Sunn O)))
July 11 @ 20:30

From their humble roots as a tribute to Earth — symbolically reflected in a name that points both to the Seattle band and the legendary amplifier brand — the entity formed by Greg Anderson and Stephen O’Malley has reached a sphere of influence that far transcends those boundaries drawn at the end of the last century. From the doom genealogy reinvented in earlier bands such as Burning Witch or Goatsnake, to the altar erected to Earth 2: Special Low-Frequency Version in Grimmrobe Demos and ØØ VOID, Anderson and O’Malley put forward a maxim — “Maximum Volume Yields Maximum Results” — that has since been continuously extrapolated into new dimensions, dragging along in its riffing a whole horde of followers from the most diverse backgrounds and sensibilities: metalheads, noiseniks, scholars of experimental music, potheads in league with the dark side, and rootless wanderers generally drawn to music of transcendence and hypnosis.
Approaching three decades of activity and having counted a diverse cast of collaborators over that time — from the regular presence of Attila Csihar (Mayhem) and Oren Ambarchi to more occasional contributions from figures such as Julian Cope, Eyvind Kang, John Wiese or Hildur Guðnadóttir — Sunn O))) have given life to a kind of theatre. The robes, the extreme volume and the curtains of smoke on stage are nothing less than the theatrical embodiment of an entire occult folklore — forged in their own language with Flight of the Behemoth in 2002. Into this language flow currents of metal, drone, noise, contemporary composition and a constant minimal/maximal duality within a slow-motion stream that regenerates itself with every new incursion.
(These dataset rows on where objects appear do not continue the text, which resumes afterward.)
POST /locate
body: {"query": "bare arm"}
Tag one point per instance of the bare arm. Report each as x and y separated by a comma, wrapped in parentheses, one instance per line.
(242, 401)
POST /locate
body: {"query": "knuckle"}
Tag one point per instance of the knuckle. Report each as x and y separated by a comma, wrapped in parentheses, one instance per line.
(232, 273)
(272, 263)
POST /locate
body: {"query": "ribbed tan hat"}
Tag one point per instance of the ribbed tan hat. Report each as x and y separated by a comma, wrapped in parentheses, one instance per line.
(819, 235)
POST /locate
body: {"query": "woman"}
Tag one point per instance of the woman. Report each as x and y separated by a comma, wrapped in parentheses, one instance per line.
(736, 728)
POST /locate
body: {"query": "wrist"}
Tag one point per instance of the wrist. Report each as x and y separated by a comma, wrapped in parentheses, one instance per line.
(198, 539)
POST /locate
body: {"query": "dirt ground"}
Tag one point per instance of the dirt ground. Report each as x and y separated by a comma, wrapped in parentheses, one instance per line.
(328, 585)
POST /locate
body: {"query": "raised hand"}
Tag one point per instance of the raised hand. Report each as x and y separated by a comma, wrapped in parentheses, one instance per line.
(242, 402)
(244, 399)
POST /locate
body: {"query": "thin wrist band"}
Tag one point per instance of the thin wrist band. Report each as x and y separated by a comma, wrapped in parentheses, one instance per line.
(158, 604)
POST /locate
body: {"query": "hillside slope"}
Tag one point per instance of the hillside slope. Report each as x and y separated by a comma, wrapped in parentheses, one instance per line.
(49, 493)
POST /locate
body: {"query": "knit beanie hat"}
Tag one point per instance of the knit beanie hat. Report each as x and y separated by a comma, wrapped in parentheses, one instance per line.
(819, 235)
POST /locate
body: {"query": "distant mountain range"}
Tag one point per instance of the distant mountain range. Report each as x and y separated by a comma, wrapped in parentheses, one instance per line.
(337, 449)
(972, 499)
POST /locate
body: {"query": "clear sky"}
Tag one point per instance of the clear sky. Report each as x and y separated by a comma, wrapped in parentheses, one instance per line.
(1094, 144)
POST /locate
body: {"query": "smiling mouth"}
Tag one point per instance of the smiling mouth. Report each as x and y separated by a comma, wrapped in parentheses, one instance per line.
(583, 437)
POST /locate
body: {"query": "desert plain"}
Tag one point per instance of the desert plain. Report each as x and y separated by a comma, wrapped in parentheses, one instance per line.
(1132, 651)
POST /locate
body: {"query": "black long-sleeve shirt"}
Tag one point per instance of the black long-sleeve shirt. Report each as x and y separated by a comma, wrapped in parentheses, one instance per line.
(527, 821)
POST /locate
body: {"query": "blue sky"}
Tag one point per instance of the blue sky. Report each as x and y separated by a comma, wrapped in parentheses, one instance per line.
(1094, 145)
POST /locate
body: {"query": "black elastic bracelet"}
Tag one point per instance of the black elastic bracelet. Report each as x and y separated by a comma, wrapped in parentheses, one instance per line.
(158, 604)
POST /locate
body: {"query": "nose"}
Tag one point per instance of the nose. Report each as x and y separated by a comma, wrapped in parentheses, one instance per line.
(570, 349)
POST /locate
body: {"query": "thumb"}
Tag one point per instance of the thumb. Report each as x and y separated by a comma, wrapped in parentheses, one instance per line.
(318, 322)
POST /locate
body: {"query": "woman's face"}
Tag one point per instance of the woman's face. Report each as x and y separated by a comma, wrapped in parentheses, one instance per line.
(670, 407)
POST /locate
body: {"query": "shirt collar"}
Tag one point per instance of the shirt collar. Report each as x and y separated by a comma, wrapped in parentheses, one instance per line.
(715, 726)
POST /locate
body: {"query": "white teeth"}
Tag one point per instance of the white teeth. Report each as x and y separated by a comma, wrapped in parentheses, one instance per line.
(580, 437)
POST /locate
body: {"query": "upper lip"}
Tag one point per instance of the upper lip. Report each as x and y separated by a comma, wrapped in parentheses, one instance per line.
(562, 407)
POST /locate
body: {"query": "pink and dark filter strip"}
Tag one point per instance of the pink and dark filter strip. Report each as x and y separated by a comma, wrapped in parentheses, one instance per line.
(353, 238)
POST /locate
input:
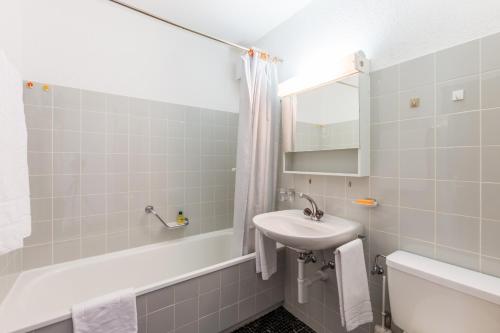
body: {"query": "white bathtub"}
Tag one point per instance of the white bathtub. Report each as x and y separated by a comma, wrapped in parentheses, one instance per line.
(45, 295)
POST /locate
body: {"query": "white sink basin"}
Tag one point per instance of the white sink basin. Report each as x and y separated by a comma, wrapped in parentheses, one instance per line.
(293, 229)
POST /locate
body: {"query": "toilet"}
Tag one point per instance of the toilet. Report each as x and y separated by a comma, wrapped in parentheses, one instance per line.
(428, 296)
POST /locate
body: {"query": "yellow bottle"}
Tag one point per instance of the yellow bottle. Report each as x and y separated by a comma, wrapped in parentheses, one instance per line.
(180, 218)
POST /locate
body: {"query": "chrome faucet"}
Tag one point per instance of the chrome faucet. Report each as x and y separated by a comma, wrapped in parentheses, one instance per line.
(315, 214)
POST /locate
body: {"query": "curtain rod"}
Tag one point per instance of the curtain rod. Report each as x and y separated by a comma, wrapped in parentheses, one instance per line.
(156, 17)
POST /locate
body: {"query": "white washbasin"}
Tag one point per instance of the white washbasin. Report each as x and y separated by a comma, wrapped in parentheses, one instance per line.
(293, 229)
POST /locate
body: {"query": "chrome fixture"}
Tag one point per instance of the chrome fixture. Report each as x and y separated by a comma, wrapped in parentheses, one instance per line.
(286, 194)
(315, 214)
(169, 225)
(164, 20)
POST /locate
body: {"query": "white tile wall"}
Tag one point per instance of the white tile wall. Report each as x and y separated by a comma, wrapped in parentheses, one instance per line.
(96, 160)
(434, 170)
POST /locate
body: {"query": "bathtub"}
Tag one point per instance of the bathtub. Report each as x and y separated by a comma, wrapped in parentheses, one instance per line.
(44, 296)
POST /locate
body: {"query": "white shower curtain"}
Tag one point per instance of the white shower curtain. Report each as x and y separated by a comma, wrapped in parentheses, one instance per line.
(256, 161)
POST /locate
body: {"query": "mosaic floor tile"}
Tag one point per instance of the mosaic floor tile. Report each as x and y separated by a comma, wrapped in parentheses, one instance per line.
(277, 321)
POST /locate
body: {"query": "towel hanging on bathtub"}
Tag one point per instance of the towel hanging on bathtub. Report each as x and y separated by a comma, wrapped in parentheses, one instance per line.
(352, 283)
(15, 215)
(111, 313)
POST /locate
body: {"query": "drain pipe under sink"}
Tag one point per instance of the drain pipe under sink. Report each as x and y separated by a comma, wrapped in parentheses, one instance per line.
(304, 283)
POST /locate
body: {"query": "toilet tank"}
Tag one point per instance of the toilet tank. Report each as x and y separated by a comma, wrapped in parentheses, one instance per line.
(428, 296)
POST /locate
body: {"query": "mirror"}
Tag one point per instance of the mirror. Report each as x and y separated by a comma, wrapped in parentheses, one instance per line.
(327, 117)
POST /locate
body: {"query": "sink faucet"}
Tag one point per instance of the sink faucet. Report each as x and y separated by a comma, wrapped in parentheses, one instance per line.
(315, 214)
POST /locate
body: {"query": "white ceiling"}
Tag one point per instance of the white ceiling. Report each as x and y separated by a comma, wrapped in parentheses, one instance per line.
(237, 21)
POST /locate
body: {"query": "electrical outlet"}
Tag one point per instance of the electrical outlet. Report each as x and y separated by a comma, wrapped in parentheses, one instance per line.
(458, 95)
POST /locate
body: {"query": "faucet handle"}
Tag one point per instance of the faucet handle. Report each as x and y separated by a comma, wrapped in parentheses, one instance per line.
(307, 212)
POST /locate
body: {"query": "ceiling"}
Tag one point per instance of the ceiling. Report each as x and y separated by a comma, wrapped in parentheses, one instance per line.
(237, 21)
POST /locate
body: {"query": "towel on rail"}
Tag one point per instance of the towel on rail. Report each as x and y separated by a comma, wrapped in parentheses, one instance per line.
(15, 212)
(111, 313)
(352, 282)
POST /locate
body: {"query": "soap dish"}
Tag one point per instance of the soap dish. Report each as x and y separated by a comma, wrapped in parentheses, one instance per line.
(366, 202)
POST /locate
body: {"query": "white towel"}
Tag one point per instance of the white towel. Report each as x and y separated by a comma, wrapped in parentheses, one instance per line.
(265, 255)
(15, 215)
(111, 313)
(354, 295)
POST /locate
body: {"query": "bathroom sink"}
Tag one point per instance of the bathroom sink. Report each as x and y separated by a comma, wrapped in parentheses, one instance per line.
(291, 228)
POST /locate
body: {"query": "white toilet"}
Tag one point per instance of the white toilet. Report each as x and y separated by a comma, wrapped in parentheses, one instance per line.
(428, 296)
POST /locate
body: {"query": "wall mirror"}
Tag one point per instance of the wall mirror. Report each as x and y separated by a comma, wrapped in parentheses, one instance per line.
(326, 121)
(327, 117)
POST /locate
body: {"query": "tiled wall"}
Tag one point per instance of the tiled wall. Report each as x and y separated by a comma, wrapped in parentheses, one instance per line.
(96, 160)
(435, 169)
(209, 304)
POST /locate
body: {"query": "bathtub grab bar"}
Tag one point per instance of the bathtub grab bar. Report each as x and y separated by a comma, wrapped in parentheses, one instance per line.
(169, 225)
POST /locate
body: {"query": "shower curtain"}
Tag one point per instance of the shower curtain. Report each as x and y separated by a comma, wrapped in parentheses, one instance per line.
(257, 154)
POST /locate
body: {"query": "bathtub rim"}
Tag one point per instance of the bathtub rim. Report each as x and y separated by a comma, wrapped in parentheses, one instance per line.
(65, 315)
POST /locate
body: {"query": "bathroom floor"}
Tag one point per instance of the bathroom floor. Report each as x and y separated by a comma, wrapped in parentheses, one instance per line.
(277, 321)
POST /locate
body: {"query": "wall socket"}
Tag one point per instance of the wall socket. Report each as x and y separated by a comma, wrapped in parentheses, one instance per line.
(458, 95)
(414, 102)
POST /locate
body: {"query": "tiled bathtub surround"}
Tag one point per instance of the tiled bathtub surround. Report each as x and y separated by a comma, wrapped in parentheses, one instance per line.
(435, 170)
(209, 304)
(96, 160)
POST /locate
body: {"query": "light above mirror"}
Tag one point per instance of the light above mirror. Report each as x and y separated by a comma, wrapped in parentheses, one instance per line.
(354, 63)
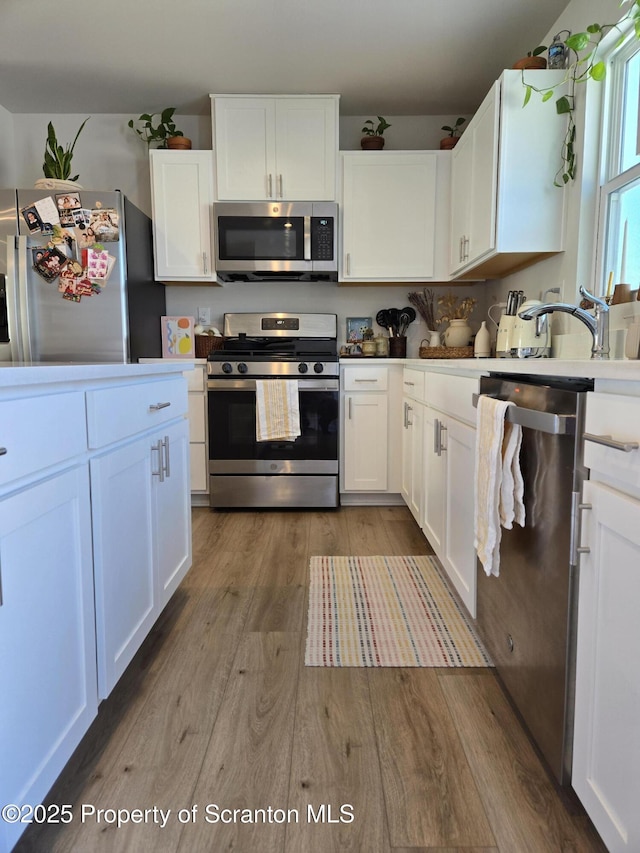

From the feedback-forged rituals and invocations of the White diptych, to the suspended icy fury of Scandinavian black metal in Black One, to the almost orchestral arrangements of Monoliths & Dimensions and its later, stripped-down and more metal-driven reaffirmation with Kannon, through to the most recent statement of all this — clearly expressed in the title — in Life Metal, not to mention symbiotic collaborative records with Boris, Ulver and Scott Walker — R.I.P. — Sunn O))) continue to rewrite their own nature at the deliberate pace that belongs to them by right.
Now they open a new chapter with an appropriately self-titled record on the legendary Sub Pop — the very label that released Earth 2 back in 1993, as if completing a cycle — where, for the first time, all the music was created solely by the duo of Anderson and O’Malley, reportedly in a relaxed environment free from pressure. As if rediscovering their Essence. A key word for a sound that is as primordial in its origins as it is infinite in its ambition.